You get long responses from ChatGPT, Perplexity, Gemini and Claude AI. All of these responses do not contain a specific number. You have to force the AI to give you a number with a prompt like this:
Please calculate the minimum number of neurologists that we need in the UK, to deliver clinical care for multiple sclerosis according to NICE guidelines?
And then further prompt it to give a short answer:
With a minimum of text, can you just answer with the calculation of the minimum number of neurologists that we need in the UK, to deliver clinical care for multiple sclerosis according to NICE guidelines please?
And at times further prompting to guide it to sources or insisting it answers the question.
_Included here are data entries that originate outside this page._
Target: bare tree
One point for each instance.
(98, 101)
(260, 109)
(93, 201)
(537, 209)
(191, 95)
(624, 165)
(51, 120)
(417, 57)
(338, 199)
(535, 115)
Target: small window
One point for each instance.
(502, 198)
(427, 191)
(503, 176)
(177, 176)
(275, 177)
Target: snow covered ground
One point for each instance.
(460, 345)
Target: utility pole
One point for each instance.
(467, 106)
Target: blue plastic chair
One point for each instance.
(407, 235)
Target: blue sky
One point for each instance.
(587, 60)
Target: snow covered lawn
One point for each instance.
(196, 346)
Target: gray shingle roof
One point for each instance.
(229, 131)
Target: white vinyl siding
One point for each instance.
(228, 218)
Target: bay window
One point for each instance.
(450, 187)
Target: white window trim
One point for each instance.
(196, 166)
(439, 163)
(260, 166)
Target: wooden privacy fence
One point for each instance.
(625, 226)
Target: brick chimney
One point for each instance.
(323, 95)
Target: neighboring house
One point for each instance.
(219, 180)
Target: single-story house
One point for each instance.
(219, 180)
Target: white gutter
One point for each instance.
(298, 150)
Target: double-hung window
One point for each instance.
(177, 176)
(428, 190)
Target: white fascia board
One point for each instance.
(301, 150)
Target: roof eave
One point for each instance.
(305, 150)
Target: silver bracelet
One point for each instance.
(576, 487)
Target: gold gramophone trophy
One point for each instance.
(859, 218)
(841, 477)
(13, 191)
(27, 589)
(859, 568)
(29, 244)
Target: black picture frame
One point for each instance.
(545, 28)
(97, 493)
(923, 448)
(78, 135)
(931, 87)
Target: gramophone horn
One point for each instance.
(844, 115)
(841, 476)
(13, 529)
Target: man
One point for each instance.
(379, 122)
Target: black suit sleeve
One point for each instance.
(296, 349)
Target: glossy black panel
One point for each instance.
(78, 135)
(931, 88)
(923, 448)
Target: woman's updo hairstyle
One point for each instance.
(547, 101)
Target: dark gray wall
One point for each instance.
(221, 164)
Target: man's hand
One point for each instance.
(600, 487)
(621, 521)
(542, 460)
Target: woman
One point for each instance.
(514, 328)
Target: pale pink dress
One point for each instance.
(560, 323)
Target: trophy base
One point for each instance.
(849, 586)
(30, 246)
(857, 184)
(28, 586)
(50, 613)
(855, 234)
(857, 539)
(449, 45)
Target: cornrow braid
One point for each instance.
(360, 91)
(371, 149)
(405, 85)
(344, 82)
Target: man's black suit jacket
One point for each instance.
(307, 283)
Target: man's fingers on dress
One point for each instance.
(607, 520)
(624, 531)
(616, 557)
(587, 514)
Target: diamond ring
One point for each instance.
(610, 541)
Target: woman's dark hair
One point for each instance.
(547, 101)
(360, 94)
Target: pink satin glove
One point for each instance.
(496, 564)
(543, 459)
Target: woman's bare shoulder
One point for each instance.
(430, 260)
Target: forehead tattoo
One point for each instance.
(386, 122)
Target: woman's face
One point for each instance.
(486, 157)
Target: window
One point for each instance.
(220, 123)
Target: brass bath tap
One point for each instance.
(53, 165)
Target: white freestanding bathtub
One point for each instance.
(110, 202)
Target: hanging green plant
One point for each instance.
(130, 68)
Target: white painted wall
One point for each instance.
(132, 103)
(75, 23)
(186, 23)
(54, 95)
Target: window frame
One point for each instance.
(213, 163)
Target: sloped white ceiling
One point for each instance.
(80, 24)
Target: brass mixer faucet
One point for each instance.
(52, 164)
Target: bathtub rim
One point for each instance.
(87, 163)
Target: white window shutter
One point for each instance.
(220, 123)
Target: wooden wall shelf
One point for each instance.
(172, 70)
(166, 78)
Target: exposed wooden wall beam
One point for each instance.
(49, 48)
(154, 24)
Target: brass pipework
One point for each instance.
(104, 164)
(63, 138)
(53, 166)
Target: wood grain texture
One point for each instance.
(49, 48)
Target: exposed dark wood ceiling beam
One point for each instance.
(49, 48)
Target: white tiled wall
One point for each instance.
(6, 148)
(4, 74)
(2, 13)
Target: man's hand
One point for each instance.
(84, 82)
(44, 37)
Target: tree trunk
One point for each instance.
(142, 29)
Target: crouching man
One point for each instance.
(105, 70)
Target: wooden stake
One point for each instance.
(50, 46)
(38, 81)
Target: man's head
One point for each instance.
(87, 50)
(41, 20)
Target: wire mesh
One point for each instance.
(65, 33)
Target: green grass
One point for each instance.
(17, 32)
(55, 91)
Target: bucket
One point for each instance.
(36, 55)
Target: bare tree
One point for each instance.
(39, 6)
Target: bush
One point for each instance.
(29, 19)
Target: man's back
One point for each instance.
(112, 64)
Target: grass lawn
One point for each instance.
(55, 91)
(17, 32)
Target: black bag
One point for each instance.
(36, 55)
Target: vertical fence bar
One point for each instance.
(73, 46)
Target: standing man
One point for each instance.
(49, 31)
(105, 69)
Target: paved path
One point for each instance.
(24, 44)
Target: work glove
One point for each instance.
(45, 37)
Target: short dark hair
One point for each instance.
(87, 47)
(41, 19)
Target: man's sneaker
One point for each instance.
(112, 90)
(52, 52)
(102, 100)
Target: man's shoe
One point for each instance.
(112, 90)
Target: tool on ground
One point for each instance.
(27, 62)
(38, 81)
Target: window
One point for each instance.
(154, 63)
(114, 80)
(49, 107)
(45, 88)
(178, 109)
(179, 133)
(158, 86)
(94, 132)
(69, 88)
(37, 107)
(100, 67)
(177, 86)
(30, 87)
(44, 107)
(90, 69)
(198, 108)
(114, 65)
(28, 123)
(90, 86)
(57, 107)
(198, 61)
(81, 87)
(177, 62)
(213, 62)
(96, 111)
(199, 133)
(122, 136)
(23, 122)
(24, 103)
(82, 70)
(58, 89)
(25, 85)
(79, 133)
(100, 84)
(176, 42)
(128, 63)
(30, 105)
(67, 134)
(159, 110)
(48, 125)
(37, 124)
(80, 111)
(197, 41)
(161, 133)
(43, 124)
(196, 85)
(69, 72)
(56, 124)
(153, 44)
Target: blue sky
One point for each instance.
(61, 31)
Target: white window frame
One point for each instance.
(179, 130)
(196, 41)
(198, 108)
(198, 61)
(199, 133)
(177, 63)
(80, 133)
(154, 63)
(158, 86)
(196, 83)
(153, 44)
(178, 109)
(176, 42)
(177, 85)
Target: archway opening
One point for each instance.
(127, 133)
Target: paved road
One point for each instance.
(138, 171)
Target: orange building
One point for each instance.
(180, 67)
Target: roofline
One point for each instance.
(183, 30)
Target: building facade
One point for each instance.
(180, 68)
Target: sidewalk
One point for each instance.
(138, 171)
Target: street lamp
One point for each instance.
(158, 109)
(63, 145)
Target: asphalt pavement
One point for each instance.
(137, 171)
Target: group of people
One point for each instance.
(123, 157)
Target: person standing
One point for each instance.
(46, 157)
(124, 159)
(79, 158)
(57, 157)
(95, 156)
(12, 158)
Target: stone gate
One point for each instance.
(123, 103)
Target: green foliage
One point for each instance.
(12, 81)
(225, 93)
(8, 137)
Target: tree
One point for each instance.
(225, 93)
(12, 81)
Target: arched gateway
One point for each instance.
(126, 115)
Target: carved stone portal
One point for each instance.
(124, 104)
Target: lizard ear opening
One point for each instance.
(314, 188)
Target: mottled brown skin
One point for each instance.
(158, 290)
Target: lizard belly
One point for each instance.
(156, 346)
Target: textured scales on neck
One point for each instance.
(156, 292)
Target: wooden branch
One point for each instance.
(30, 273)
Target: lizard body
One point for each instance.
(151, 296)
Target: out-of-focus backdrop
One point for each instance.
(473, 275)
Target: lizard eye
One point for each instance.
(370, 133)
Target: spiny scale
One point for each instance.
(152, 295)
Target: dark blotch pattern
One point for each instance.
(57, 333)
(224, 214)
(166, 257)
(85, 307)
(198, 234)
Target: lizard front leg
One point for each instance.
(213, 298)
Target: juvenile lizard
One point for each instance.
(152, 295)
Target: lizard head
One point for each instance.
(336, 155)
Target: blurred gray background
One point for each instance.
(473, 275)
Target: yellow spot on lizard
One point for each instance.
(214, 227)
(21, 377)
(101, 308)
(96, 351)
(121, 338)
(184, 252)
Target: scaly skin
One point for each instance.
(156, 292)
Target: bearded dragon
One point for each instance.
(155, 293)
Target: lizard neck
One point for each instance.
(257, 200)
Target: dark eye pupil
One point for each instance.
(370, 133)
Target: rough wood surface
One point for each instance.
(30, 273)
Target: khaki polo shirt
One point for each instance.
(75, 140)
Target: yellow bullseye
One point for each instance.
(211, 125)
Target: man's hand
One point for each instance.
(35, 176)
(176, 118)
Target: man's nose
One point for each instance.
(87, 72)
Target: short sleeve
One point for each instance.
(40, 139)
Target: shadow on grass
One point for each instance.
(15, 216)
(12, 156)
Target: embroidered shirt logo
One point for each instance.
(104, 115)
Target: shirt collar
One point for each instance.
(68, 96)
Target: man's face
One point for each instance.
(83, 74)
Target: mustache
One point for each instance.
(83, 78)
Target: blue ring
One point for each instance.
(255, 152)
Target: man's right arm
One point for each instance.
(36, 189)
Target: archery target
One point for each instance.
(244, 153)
At which point you get some very different values:
ChatGPT: 15 🔴 (> 4x wrong)
Perplexity: 300 🔴 (> 4x wrong)
Gemini: ≈244 🔴 (> 3x wrong)
Claude: ≈47 and then with further prompting ≈103 🟡 (>1.5x wrong but close to ✅)
Conclusion
Clearly LLMs still have a way to go before they are universally useful for answering this specific question. Hopefully this page and the page on WikiSim will become usable by the LLMs as training data to increase their performance on this specific and other related questions.
Even without this improvement though its clear that Claude was not only the closest answer but also the best performing LLM on this question in terms of the sound method used. Its error was in its input data and wrong assumptions which means that it should hopefully be more straight forward for it to be improved as only the basic data rather than the whole LLM architecture will need to be updated.